No hay drama. Yo no creo que cualquier tiempo pasado sea mejor, ni que nuestros puntos de vista sean irreconciliables. En el fondo lo único que hago es asumir mi edad y posición. Me seguiré esforzando por entender y por hacerme entender del mismo modo que insisto en escuchar nuevos géneros musicales desde que a los 33 años me enteré que precisamente a esa edad dejamos de escuchar música nueva.
Analizaré con interés la deriva de la estética del 'liquid metal' o cómo evoluciona el tatuaje 'blackout' o el 'handpoke'. Lo haré como observadora–sin guardar las distancias–, no como partícipe. Aún así, estoy segura de que el desgarro no es absoluto. De hecho, creo que en el 'handpoke' subyacen muchos de mis intereses personales; jamás me haría un tatuaje improvisado y 'churripuerco', pero en él hallo un aprecio por el trabajo manual, la cercanía, lo anecdótico o la rebelión que me atrae. Es una vuelta al tacto, al pasado, a la desnudez; una defensa de lo atávico y lo ritual: las arquitecturas del tiempo.

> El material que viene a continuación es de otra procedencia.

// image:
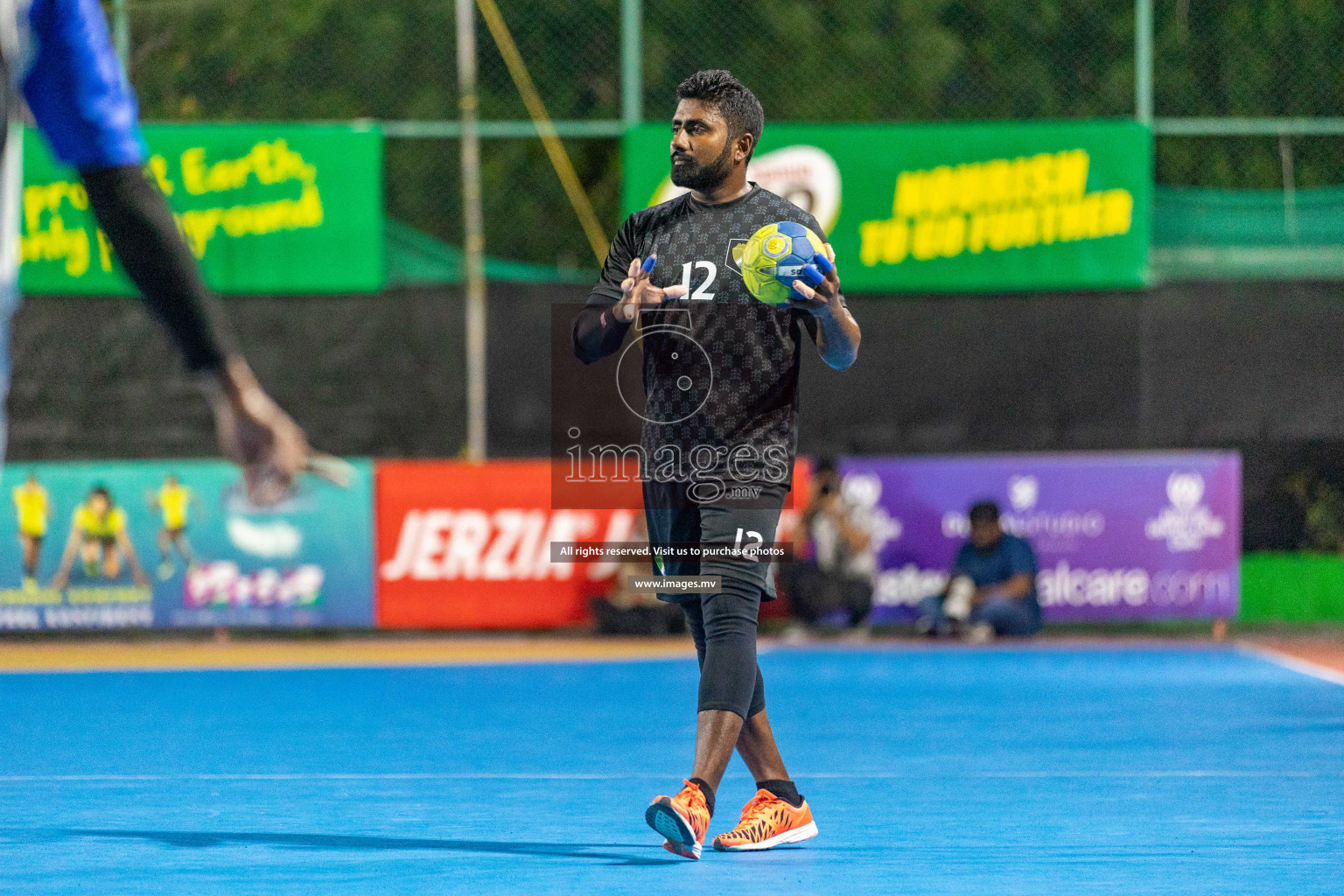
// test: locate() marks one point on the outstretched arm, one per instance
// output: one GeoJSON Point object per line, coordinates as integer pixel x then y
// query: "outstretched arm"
{"type": "Point", "coordinates": [124, 544]}
{"type": "Point", "coordinates": [67, 559]}
{"type": "Point", "coordinates": [82, 103]}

A los 'millennials' nos define la frustración; la generación 'Z' se caracteriza por la irreverencia. La precariedad es compartida, como también lo es el desapego. Byung Chul Han afirma en 'No-cosas. Quiebras del mundo de hoy' que ya no queremos tener vínculos con las cosas ni con las personas. Queremos vivir experiencias, no poseer. Hace tiempo, Mari Ángeles Sánchez Rigal, directora de la galería Artnueve, me contó cómo había cambiado el coleccionismo en apenas unos años. Antes era habitual que un joven que se enamoraba de una obra la fuera pagando durante meses en pequeños plazos hasta poder llevársela. Ahora eso es impensable. Como mucho le hacemos una foto a la pieza y la guardamos en el carrete del iPhone. Ya es nuestra. Han diría que el mundo se está desmaterializando, que los datos sustituyen a los recuerdos físicos. Pero, ¿hay alternativa?, ¿qué otra cosa se podría hacer?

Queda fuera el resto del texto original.